Third, its strategic energy security is still predicated upon a sticky wicket, not least because China supplies over nine tenths of India’s renewable energy infrastructure supplies like lithium ion and other rare earth metals. The inference is overdependence on one country for important raw materials, which is a risky economic strategy.

Notwithstanding these pressures, the country’s strategic approach is to adopt the circular economy sustainability model. The country’s Council on Energy, Environment and Water confirms that India’s strides in enhancing solar energy (that’s reusing a natural raw material) and electric transformation (that’s reducing waste in sourcing for petrol and diesel and depleting fossils); should yield a brigaded carbon emission reduction of over 1.25 million tonnes of carbon dioxide through 2015 and 2030.

Nigeria, with a population of over 220 million people affords an interesting example too. There’s virtually no street in the country which isn’t adversely affected by blocked drains filled with plastic bottles and containers. The public awareness of the importance is quite low and the de facto model is the linear economy approach of using and dumping products, with the perverse twin consequences of maximising waste and environmental unsustainability. A lot of the waste is incinerated which defeats the very object of cutting green-house gases and carbon footprints.

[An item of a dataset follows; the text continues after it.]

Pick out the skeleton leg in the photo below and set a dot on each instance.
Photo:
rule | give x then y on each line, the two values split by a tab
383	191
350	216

According to the Pollution Control and Environmental Health Directorate of the Federal Ministry of Environment, the country generates vast quantities of solid waste as a result of the linear economy’s, take-use-dispose approach, estimated to be more than 32 million tonnes annually. The Ministry established that less than 20 per cent of the waste generated is collected through the formal system while less than 10 per cent is recycled.

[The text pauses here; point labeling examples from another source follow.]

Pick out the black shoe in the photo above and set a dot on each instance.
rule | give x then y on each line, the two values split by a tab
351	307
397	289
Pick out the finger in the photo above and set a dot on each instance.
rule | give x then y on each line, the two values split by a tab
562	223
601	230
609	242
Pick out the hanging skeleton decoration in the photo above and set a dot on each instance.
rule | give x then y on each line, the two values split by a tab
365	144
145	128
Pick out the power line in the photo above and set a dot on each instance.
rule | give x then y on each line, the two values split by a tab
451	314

The rest of the waste ends up in open and unlined dump sites, water bodies, drainages, farmland, open spaces. Burning of such wastes openly is also a common practice particularly at the dump sites where hazardous and non-hazardous wastes are co-disposed without any form of separation or segregation.

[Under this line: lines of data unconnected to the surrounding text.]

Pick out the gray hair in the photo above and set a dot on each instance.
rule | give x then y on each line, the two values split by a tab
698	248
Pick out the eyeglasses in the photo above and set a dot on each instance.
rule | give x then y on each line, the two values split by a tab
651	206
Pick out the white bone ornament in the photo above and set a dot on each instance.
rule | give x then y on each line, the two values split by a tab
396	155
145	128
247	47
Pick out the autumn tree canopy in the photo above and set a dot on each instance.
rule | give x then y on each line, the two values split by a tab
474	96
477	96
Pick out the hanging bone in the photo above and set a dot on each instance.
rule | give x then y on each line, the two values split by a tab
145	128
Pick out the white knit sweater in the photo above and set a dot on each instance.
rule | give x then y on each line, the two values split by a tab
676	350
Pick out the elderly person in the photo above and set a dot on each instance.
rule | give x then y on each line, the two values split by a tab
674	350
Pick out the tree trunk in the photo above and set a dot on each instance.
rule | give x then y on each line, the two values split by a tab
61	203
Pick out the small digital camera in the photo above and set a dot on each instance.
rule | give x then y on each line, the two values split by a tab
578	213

As a matter of fact, there are very few public recycling centres and this really ought to be given a significant policy boost on three counts. One, to raise public awareness and enhance environmental sustainability. Two, this is a very obvious mechanism to enhance fiscal revenue which the government at federal, state and local government levels are yet to optimise. Three, it will create employment opportunities given the very high unemployment rate which, according to KPMG’s Global Economy Outlook report, H1 2023, was projected to rise to 40.6 per cent!

Summing up, the circular economy needs to be prioritized with intentionality in the global south and further afield to enhance robust environmental sustainability, catalyse employment opportunities and optimise fiscal revenue for the central and sub-national governments across the board.

Contestable priorities subsist certainly. But then, real leadership also demands the visionary capacity to shape and execute effective policies on multiple fronts for the benefit of citizens.
Ojumu is the Principal Partner at Balliol Myers LP, a firm of legal practitioners and strategy consultants in Lagos, Nigeria.